The Function of a Block
Many Web pages distinguish between a header, a footer, sidebars, titles, headings, and the main content of the page. A visitor that scans all these blocks easily selects what is worth reading, but for a machine that is slightly harder. An increasing amount of SEO research shows that Google does evaluate all these blocks differently. Earlier tests indicated that Google’s detection was probably based on the duplicate content of these blocks, but that they probably didn’t differentiate between the role of each block. Now we have stacking proof that a header can be treated significantly different from the footer and it is important to know how this impacts the way you optimize your SEO.
The Location of a Link
An old-fashioned practice of making links less prominent for visitors was to put them in the footer at the bottom of your page. This was for instance used as the entrance to a cluster of SEO landing pages.
Because Google will now also deem those links as less important, it serves no purpose anymore. Rather, interlink your pages from within the relevant and unique content and don’t create pages just for SEO purposes.

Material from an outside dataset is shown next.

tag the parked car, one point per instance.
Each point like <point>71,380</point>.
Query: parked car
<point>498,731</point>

Integrate all important keywords within pages that have a logical role within your website and choose important pages for the more heavily competed keyword combinations. Important pages are from now on the ones that a visitor is likely to navigate to and not just the ones heavily linked to from your footer menu.
This way, the distribution of link value within your website has become less predictable. It will probably never become as easy as PageRank calculations again, where the amount of links determined how much value each page will receive.
Visibility and Prominence
Google wanting to become more like a human visitor is probably a good thing. It definitely opens a lot of new challenges, but also creates a lot of new weaknesses that spammers can outsmart. Let’s hope this “Pinocchio update” doesn’t bring more problems than it solves.